I looked across the bread basket at Leslie Hotchkiss ’06, my fellow table head. We both knew what came next: we should start a conversation. We had watched our teachers at Deerfield do it all the time—on the first day of a new rotation, or on days when everyone else was simply too tired or distracted to start a conversation themselves. A simple way to bring everyone out of their shell. My mind raced through topics we could discuss. There was no play coming up, no speaker who had been in the auditorium the night before, no football team. I looked at the middle school students arrayed around the table. They probably didn’t even know what American football was, I thought. I looked at them, hoping their might be clues on their faces about what they were thinking about, what they might like to talk about. They all just looked a little lost and confused. Maybe I had better start at the beginning.
“Do you all know why we are eating dinner like this—at small tables with teachers and students together?” My question was met with polite attention, but only one student replied with a shake of her head. I started to explain about eating as a community, making friends, living in a home-away-from-home. Students nodded, smiled, agreed that it was a good idea. From there, conversation came more easily. The students told us about their homes, they wanted to know if this was how we ate our meals at Deerfield. They asked what else we did at Deerfield, did we play football (by which they meant European football: soccer), had we watched the world cup, did we like Zidane (a popular French footballer).

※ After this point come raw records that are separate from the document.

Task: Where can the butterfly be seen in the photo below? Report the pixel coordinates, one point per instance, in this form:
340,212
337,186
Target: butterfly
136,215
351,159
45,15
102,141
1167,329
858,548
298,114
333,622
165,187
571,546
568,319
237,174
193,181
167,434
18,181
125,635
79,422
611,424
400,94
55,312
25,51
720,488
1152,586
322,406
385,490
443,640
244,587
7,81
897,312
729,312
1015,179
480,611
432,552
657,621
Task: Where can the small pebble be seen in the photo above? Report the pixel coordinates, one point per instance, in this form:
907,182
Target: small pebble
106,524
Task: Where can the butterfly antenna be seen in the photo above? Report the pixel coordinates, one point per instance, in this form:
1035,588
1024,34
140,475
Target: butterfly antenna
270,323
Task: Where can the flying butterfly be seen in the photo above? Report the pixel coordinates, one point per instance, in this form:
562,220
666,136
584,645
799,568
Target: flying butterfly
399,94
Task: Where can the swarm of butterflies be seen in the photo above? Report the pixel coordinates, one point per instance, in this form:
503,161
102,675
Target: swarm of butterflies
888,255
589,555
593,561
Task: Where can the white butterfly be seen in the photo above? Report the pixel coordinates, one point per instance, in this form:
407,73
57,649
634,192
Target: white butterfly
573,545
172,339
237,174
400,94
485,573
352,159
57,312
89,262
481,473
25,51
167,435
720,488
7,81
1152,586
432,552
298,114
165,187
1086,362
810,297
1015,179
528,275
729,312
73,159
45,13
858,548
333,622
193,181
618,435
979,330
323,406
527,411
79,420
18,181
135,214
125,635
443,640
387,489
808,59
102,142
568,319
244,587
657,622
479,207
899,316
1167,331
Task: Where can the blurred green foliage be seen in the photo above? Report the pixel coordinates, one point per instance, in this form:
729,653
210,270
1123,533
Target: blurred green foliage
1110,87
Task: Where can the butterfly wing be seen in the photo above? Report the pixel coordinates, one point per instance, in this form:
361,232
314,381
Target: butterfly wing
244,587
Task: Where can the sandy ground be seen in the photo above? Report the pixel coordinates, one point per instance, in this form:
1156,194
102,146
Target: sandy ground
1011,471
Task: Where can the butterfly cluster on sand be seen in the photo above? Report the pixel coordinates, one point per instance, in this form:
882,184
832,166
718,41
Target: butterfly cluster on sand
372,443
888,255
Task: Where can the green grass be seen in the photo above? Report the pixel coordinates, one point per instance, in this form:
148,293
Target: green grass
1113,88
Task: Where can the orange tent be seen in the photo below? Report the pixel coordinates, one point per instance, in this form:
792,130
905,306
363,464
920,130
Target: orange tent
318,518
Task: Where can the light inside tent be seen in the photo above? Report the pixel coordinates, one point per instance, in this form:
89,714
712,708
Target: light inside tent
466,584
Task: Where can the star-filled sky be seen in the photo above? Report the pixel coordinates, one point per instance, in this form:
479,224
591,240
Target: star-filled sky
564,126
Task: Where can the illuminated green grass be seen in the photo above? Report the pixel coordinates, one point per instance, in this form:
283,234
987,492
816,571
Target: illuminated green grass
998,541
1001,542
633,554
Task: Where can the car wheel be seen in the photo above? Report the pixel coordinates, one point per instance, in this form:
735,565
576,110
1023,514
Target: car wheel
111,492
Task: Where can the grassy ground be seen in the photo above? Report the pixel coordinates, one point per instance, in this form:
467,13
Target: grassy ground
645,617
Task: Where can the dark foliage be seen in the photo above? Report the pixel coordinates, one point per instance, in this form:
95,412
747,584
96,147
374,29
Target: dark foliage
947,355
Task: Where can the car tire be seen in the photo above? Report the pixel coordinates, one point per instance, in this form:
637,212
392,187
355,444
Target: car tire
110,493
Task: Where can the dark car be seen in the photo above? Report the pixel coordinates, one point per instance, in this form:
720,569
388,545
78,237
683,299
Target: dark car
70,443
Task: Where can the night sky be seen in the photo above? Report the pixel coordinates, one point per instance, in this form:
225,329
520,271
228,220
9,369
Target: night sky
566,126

As the meal came to a close, Leslie and I began to explain what it meant to be a waiter, how they were to take the dishes from the table, scrape the food into the trash can and pile the plates on the caterer’s cart. Our explanation done, the waiter from our table took a stack of plates to the corner, joining the waiters from the other tables. We returned to our conversation, but it soon became clear that over in the corner by the stainless-steel cart, the scraping and piling was not going according to plan. The waiters were having a large discussion in Arabic. After a few minutes the waiters reached a consensus, and the tables were cleared quite rapidly. We had announcements and the kids went off to their dorms, but a few of us stayed behind looking at the stainless-steel cart perplexed. The waiters had stacked the plates on the tray, and put all the extra food in the trash, save the bread. Every last crumb of bread was in two shopping bags they had found, sitting on the cart beside the plates. Had we missed something in adapting sit-down meals to Jordanian culture?
At staff meeting the next day, our curiosity burst over and before Dr. Meera could get on with her agenda, we had to know why the waiters had accorded the bread from our lunch special treatment. Miss Salwa, a Jordanian assistant teacher, smiled patiently and explained the special status that bread is given in Islamic culture, how it is considered more holy than other foods and so is never thrown in the trash. What had appeared to us to be an unruly mob of teenagers was in fact the waiters excitedly figuring out their own way of reconciling our Deerfield traditions of waiting on tables with their Arab traditions of showing respect for bread.
* * *
We learned, as the program went on, to be very flexible. Some activities worked well: capture the flag was an instant hit, and the only game other than football that the boys would even consider playing. Some ideas did not work so well: try as we might, two weeks was just not long enough to habituate the kids to walking only on the paths. The kids also had a few contributions of their own: Islamic graces at dinner, a creative approach to learning English, and boundless energy. It was not Deerfield, but at King’s Academy “we still study and work, play and sing, and pause to look up to the hills.”